Globally-inclusive Fediverse Handles (i.e. non-ASCII)
/2025-10/session/2-e/
Convener: Jim DeLaHunt (@jdlh@mstdn.ca)
Participants who chose to record their names here:
- Emelia Smith (@thisismissem@hachyderm.io, @thisismissem.social)
- James Marshall (@jamesmarshall@sfba.social, james@jmarshall.com)
Website: https://github.com/swicg/activitypub-webfinger/issues/29
Notes
Intros/table-setting
- unattributed: I’m mainly curious about: Does webfinger need to be tightly coupled to Fediverse? Why not domain names as handles.
- but ASCII imperialism is also important!
- Emelia: I’ve been adapting some bluesky/AT Protocol technologies for activitypub, trying to separate identity and data from applications. Using bluesky-like handles and portability detached from fediverse platform.
- fun fact, masto uses extremely similar logic to Twitter in the code for how handl
- Hong Minhee from fedify is active within the Korean and Japanese communities, and has advocated for some work to better support those communities
- jm: work on federated software, would love to know why unicode isn’t already standard everywhere?
Discussion
- jdlh: domain names already have non-ascii domain names (per URL spec) but mastodon software is restricting that to ASCII only– why?

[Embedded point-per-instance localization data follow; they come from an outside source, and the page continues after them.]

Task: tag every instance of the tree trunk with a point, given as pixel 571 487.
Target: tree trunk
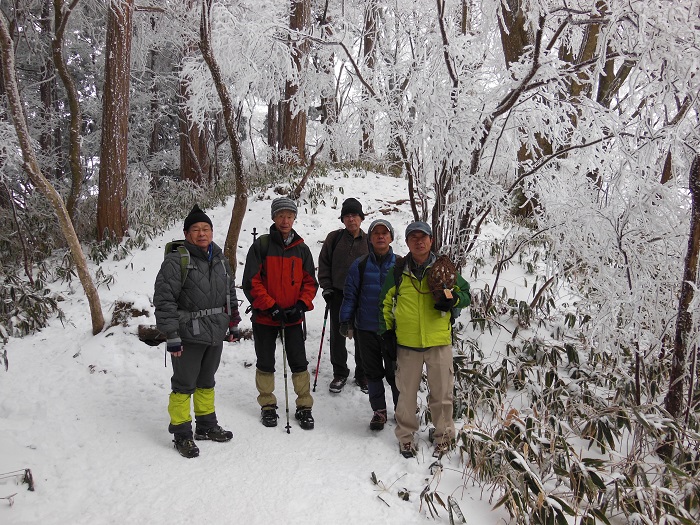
pixel 684 321
pixel 31 166
pixel 369 41
pixel 272 128
pixel 329 102
pixel 240 202
pixel 111 201
pixel 50 139
pixel 61 14
pixel 195 164
pixel 294 134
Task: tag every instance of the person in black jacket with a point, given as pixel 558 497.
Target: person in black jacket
pixel 196 313
pixel 359 316
pixel 339 250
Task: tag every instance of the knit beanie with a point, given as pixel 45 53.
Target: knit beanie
pixel 351 206
pixel 382 222
pixel 418 226
pixel 282 203
pixel 195 216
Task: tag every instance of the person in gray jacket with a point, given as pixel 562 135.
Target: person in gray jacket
pixel 339 250
pixel 197 309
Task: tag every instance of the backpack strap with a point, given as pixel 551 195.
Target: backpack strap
pixel 334 245
pixel 361 267
pixel 184 262
pixel 398 272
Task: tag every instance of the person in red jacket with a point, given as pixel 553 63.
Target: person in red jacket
pixel 280 285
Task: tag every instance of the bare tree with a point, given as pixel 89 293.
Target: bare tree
pixel 195 164
pixel 241 196
pixel 31 166
pixel 111 209
pixel 369 42
pixel 61 14
pixel 294 123
pixel 684 321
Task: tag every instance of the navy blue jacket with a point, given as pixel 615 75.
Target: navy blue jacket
pixel 362 306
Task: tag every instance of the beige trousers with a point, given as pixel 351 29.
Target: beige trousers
pixel 409 369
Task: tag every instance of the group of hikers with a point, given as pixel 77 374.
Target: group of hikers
pixel 382 302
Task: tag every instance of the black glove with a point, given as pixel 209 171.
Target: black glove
pixel 295 313
pixel 328 295
pixel 234 334
pixel 277 314
pixel 174 346
pixel 346 330
pixel 389 343
pixel 445 304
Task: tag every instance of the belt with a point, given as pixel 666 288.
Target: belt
pixel 203 313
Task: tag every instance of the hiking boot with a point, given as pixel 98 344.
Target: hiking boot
pixel 362 383
pixel 269 415
pixel 215 433
pixel 337 384
pixel 408 450
pixel 306 420
pixel 441 449
pixel 185 446
pixel 378 420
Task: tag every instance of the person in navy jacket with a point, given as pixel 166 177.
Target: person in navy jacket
pixel 359 316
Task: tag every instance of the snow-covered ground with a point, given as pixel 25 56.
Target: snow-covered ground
pixel 88 415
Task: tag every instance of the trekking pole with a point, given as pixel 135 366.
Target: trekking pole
pixel 286 388
pixel 323 335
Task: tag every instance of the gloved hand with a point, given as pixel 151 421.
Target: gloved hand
pixel 445 303
pixel 234 334
pixel 174 347
pixel 328 295
pixel 346 330
pixel 295 313
pixel 389 343
pixel 277 314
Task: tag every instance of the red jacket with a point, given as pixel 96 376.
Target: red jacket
pixel 283 275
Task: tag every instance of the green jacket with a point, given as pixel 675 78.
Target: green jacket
pixel 410 310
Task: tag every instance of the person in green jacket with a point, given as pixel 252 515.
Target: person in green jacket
pixel 420 330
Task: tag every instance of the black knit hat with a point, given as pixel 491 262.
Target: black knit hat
pixel 382 222
pixel 351 206
pixel 280 204
pixel 195 216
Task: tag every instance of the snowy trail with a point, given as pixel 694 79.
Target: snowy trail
pixel 88 416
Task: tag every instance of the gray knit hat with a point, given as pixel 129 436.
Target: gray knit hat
pixel 282 203
pixel 195 216
pixel 351 206
pixel 384 223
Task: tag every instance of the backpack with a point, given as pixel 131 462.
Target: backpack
pixel 178 246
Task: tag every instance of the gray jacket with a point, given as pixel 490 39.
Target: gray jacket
pixel 195 311
pixel 336 257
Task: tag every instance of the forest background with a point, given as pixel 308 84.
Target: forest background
pixel 573 126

- em: could use punycode for domains; but trickling that through to all the different parts of the software (has to work in UX, in moderation/blocklist backend, in UX for moderation (userside and moderator side), etc)
- backstory: lots of moderation attacks, i.e. homoglyph attacks (mastodon.soc1al with a turkish dotless i or whatever)
- em: same problem for the username - some dB wants the dB to be UTF-8 only, ascii-only, etc
- partic since lots of usernames used as primary keys
- ruby also janky with UTF-8 specifically, i’d imagine in some languages
- libicu (via charlock holmes) which parses the UTF-8 strs in messages; common cause of install/setup headaches because libicu is native but needs to be updated in lockstep with gems; fedify has an easier time here because javascript natively supports UTF8 in strings well.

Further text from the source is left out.